Author: Hannah Braye Category: Allergies, Health, Men's Health, Women's Health

Hay Fever season is upon us – here’s how to prepare

The tell-tale signs that hay fever season is upon us include sneezing, coughing, red and watery eyes, blocked or runny nose, loss of smell, itching, headache and tiredness. The symptoms of hay fever (caused by inflammation of the lining of the nasal passages, throat and eyes) can be a constant source of irritation and discomfort for sufferers over the spring and summer months. Seasonal hay fever and other allergic conditions are said to be a malfunction of the immune system, which overacts to pollen from grasses, trees and flowers. One issue is that many people only seek to alleviate symptoms once they manifest. Whereas to truly stop hay fever in its tracks, it’s best to support and help regulate the immune system throughout the year. Here are 5 top tips for how to stay ahead of hay fever.

Anti-inflammatory diet

As hay fever is essentially an inflammatory condition, following an anti-inflammatory diet is recommended. An anti-inflammatory diet is essentially one that is low in pro-inflammatory foods such as sugar, refined carbs, vegetable oils, trans-fats and allergens and high in anti-oxidants and phytonutrients from colourful fruit and vegetables, and healthy fats such omega 3 fatty acids from oily fish (e.g., salmon, mackerel, anchovies and sardines). Aim to eat 2 portions of fruit and at least 5 portions of veg a day, and 2-3 portions of oily fish a week. Foods high in the anti-allergenic flavonol quercetin, such as onions, garlic, broccoli, apples and berries may be particularly beneficial.

Vitamin D

The sunshine vitamin is extremely important for immune regulation and controlling inflammation, so make sure you get adequate sun exposure (whilst still staying sun safe) in the spring, summer and autumn months by spending time outdoors when pollen counts are low. As we cannot synthesis vitamin D from the sun’s rays between October and April and it is difficult to obtain adequate amounts from food, supplementing over the winter months so stores are topped up coming into hay fever season may also be beneficial.

Look after your gut

Hay fever is caused by an overreaction of the immune system. Around 70% of our immune cells reside in the lining of the digestive tract and are supported and influenced by a diverse range of gut bacteria. Therefore, looking after your gut is really important to help regulate immune responses and reduce inflammation. Traditionally fermented foods such as sauerkraut, kimchi, kefir, live yoghurt, miso and kombucha, which contain live bacteria are a great way to give your gut flora additional support. Bone broth/stock, ideally made using the bones and cartilage from organic grass-fed animals, is also believed to help support the health of the gut lining by providing a number of nutrients such as collagen, glycine, gelatine and glutamine.

Live bacteria supplements

In addition to nourishing the gut through food, research suggests that live bacteria supplements, such as Bio-Kult Advanced Multi-Strain Formula £9.48 may benefit hay fever sufferers via interactions with the immune system, which modify the natural course of allergic disease. A recent 2017 study found that supplementing with a multi-strain live bacteria formula, containing lactobacilli and bifidobacterium species for 8 weeks, helped to alleviate hay fever symptoms and improved quality of life during allergy season in hay fever sufferers. It’s hypothesised that live bacteria supplements may be even more effective, when taken as a preventative measure, so it’s recommended to start supplementation a few months before hay fever season, or to supplement regularly throughout the year.

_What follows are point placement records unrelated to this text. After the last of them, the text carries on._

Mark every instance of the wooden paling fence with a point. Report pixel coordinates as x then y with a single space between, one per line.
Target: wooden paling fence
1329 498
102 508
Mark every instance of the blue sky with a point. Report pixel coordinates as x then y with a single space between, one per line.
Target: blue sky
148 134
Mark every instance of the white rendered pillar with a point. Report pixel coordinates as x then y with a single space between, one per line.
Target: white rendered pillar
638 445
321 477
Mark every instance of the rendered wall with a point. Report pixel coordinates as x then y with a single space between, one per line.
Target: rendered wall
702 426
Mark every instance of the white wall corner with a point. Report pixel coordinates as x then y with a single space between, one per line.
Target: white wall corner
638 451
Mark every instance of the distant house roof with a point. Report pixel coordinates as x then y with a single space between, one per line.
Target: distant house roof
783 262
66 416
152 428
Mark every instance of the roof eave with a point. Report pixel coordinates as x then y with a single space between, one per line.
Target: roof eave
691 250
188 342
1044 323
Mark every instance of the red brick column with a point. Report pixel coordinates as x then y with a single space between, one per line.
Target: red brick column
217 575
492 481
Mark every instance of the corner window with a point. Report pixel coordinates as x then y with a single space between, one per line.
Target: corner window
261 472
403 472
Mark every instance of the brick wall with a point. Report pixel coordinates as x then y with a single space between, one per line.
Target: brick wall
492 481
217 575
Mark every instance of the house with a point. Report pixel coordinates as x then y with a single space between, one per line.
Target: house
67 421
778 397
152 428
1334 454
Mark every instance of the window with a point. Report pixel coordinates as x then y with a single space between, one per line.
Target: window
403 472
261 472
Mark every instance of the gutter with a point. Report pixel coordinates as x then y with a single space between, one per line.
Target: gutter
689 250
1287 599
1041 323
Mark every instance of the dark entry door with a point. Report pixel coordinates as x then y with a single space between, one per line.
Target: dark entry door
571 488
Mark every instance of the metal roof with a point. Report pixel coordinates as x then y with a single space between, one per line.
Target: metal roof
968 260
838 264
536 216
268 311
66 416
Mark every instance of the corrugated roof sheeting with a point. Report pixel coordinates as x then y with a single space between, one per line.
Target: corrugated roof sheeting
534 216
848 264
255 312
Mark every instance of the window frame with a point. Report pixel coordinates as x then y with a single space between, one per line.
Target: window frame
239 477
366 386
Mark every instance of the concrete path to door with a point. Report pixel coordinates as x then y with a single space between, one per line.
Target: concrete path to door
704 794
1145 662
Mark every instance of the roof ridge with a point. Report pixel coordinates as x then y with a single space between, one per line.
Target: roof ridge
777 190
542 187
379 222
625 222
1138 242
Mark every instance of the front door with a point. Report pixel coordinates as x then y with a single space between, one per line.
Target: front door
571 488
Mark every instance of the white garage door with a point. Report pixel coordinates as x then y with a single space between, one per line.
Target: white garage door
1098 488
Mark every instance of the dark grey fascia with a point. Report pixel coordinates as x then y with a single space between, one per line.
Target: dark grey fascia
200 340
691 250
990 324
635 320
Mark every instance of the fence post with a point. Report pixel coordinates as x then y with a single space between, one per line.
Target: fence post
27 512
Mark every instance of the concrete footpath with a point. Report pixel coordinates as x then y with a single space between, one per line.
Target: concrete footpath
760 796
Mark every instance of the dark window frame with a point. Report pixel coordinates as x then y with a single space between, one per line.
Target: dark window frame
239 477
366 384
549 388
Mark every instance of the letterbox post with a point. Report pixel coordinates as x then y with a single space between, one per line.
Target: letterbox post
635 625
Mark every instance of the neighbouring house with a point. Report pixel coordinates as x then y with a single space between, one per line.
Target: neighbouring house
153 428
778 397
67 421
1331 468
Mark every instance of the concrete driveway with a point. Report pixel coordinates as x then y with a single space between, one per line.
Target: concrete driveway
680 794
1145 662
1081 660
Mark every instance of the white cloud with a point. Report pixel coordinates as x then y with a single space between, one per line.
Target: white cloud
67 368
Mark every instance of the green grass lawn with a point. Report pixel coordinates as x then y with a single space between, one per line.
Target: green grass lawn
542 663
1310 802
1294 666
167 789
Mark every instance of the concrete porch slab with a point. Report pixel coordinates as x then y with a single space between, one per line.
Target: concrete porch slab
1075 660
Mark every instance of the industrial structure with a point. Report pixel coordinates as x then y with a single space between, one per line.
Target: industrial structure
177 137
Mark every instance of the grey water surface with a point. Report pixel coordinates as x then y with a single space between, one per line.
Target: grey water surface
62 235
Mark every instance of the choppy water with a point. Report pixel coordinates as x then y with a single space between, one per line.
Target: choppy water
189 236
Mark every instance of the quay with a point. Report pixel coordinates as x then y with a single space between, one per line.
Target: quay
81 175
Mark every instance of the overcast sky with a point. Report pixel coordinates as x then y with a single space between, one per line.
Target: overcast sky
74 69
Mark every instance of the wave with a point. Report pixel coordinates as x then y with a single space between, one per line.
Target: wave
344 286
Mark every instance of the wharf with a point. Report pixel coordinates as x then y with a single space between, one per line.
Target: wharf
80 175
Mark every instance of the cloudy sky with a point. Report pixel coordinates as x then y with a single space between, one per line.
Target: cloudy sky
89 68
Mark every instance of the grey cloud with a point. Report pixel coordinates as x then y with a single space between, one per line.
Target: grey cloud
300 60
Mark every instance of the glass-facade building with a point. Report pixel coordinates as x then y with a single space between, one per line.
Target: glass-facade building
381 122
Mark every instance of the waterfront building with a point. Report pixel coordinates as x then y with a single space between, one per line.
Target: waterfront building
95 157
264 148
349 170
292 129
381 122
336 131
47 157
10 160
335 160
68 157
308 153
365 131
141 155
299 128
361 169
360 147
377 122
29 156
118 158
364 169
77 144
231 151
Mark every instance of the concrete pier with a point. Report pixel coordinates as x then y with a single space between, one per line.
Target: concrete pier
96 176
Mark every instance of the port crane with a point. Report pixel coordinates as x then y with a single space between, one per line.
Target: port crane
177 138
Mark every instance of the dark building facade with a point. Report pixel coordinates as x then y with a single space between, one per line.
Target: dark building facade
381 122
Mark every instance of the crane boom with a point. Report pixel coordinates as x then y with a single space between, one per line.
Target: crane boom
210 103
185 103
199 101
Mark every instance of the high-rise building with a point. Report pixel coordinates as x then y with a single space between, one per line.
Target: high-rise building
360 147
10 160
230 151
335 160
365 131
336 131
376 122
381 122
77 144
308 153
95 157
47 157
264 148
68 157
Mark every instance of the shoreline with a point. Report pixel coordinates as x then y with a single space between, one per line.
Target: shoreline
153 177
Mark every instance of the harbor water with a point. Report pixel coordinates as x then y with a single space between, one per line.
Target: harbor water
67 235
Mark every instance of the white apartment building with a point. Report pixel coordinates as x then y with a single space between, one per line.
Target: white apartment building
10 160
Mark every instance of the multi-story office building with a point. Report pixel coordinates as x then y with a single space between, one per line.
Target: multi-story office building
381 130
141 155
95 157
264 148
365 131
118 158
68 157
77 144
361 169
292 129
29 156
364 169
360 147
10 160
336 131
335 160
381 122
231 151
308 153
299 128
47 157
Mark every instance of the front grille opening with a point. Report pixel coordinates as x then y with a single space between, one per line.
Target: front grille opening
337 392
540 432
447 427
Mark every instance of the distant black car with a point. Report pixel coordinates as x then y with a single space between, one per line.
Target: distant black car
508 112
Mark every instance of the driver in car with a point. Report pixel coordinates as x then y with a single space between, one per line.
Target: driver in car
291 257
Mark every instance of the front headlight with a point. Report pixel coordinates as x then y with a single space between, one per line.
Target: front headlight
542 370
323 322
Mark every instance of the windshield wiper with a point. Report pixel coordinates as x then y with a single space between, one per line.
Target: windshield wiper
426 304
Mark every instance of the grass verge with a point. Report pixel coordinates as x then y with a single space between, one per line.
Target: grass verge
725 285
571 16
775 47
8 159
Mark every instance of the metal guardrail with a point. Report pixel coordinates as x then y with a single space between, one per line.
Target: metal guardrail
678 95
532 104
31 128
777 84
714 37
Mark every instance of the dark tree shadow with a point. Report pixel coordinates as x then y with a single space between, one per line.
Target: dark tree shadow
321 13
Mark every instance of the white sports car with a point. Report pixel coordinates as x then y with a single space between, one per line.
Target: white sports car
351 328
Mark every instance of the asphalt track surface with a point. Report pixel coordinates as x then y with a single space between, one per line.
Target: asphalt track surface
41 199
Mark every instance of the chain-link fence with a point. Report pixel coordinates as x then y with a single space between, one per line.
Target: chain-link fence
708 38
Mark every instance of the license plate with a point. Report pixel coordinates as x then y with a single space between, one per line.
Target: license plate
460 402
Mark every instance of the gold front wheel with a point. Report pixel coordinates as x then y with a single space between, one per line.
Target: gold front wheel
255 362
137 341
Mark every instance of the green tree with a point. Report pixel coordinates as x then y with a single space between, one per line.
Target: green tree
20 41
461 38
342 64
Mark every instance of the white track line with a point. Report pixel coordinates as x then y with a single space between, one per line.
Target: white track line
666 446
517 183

Acupuncture is a safe system of medicine that originated in China thousands of years ago. Treatment involves special needles being inserted into specific points on the body to help restore the body’s equilibrium. Whilst evidence isn’t conclusive, studies indicate that acupuncture could be of benefit to hay fever sufferers. For example, one study found that those receiving 12 treatments over an 8 week period reported improvements in their symptoms, as well as needing fewer antihistamine drugs. The received wisdom inside the profession is that it is better to commence treatment before the time that symptoms normally present for maximum effect.